Breton and Bardeen were able to push the gold metal dot into the silicon and create a small magnification by circulating it in filtered water. Replacing silicon with germanium improved multiplication. But only for low-frequency currents. On December 16, Bratten devised a method of joining two gold leaf contacts together on a germanium surface. Bratten declared: "Using this double-point contact, 90 volts were anodized on a germanium surface, washed with electrolyte H2O, and some gold spots evaporated on it. The gold contacts were pressed neatly on the bare surface. Also used flat. The phase dependence (DC) must be positive to obtain the multiplication.
According to Bardeen, "Preliminary tests with gold suggested that holes be introduced into the germanium block immediately and that the concentration of holes near the surface is increased. The names of the emitter and collector were chosen to describe this event. After suggesting that electrons were being compensated for and suggested junction transistor geometry, subsequent experiments showed that both Protein and I showed that could occur in point-contact transistors. On December 23, 1947, Walter Bratten, John Bardeen and William B. Shockley first commissioned their colleagues at the Bell Labs. The transistor, which amplifies signals and supports the processing of digital information, has become a "major operator of modern electronics". All three were awarded the 1956 Nobel Prize in Physics for their "research on semiconductors and their discovery of the transistor effect".
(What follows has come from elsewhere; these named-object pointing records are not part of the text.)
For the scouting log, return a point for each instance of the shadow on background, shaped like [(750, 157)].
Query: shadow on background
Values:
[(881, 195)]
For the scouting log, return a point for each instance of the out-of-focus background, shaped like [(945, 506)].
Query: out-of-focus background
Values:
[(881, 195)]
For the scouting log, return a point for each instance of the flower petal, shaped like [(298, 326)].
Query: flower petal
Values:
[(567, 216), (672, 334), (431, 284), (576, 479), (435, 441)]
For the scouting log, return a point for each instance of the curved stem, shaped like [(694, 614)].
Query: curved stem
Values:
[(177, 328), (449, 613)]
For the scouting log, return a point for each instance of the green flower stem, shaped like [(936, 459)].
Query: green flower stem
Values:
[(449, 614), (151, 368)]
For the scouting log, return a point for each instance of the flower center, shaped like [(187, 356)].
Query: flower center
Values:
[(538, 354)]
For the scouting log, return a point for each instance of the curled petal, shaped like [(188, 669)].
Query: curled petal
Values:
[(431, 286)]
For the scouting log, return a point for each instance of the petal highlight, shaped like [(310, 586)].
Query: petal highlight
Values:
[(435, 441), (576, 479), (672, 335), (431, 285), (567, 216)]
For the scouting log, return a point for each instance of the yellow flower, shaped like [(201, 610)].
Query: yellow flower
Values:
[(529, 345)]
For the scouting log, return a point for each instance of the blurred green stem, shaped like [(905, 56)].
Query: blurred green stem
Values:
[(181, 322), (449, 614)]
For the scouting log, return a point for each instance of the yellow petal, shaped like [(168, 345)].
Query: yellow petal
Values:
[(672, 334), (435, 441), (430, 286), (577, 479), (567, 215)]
The 1947 demonstration was a major breakthrough. Bell Labs is now actively focusing on what is known as the Surface Levels Project. Initially, strict secrecy was observed. The carefully forbidden internal conferences at Bell Labs shared information about the work of Brattain, Bardin, Shockley and others involved in related research. Ralph Bray and Seymour Benser, who studied opposition in German at the University of Burdock, were concerned about whether a similar discovery could be made before Bell Labs. On June 30, 1948, Bell Labs held a press conference to publicize its findings. They also adopted the open policy of freely sharing new knowledge with other organizations. In doing so, they avoided classifying the work as a military secret. And made possible the extensive research and development of transistor technology. Bell Labs has organized several symposia open to university, industry and military participants. They were attended by hundreds of scientists in September 1951, April 1952 and 1956. Representatives of international and domestic organizations attended.
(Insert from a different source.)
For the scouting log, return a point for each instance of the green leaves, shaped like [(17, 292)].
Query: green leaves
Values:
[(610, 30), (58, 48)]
Bratten emigrated to Seattle in the 1970s. Shockley believed that he should have all the credit for inventing the transistor and that Brattain devoted most of his life to the study of surface electronics. Walter Hawser Bratten, the winner of the Nobel Prize for his invention of the point-transistor transistor, died of Alzheimer's disease on October 13, 1987, in Washington, DC. He was buried in Pomeroy City Cemetery, Washington.
Source By: Wikipedia
Information: Ramesh, Assistant Professor of Physics, Nehru Memorial College, Puthanampatti, Trichy.